New Zealand launches mouse eradication scheme

File image of mice Image copyright Laurana Serres-Giardi
Image caption Mice were introduced to the islands by human activity in the 1800s

New Zealand has launched an ambitious programme aimed at ridding its remote Antipodes Islands of over 200,000 mice.

Dubbed the "Million Dollar Mouse" project by the country's Department of Conservation, the aim is to exterminate the mice and restore the ecological balance on the volcanic sub-Antarctic islands which form part of New Zealand territory. An eradication team has left the South Island city of Dunedin, and expect to be on the main island for up to five months as helicopters spread rodent bait, the Otago Daily Times says.
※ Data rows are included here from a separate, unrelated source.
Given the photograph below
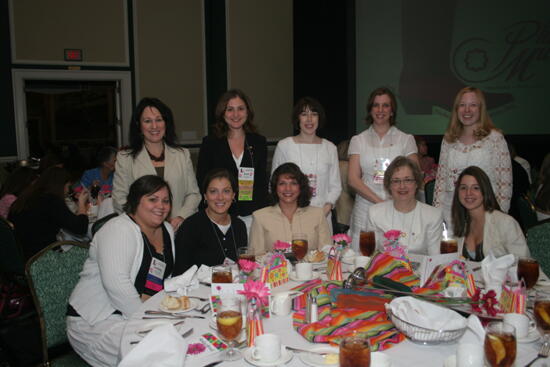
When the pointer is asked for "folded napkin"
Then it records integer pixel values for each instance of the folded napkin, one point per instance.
(494, 271)
(162, 347)
(426, 314)
(183, 283)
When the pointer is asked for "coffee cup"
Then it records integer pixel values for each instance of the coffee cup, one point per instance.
(469, 355)
(360, 261)
(267, 348)
(521, 322)
(304, 271)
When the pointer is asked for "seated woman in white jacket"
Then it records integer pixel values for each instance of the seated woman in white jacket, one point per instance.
(421, 225)
(478, 222)
(129, 259)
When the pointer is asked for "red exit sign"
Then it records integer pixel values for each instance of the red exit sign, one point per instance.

The team admit that there's a chance that they might not even get onto the inhospitable island, as they're travelling there just as the southern hemisphere winter approaches - and there's no accommodation on the island for them to take shelter. "This is really pushing the boundaries-type stuff," Stephen Horn of the Department of Conservation tells the Otago Daily Times. "There will be an emergency doctor coming from Australia and at least 11 people will be sleeping in tents for the first few weeks.'' The team's first task will be to build aircraft hangars to shelter the helicopters from the weather, Horn says.

According to Radio New Zealand, the mice were probably introduced to the Antipodes Islands - which lie some 820 km (510 miles) south-east of New Zealand - by shipwrecks or sealing ships in the 1800s, and have wrought ecological havoc there ever since. They've wiped out at least two insect species, damaged plant and wildlife ecosystems, and pushed seabirds to breed on nearby mouse-free island and rock stacks.

The whole project will cost rather more than one million dollars, with the budget somewhere in the region of NZ$3.9m (US$2.6m; £1.8m), including donations from the public and the World Wildlife Fund.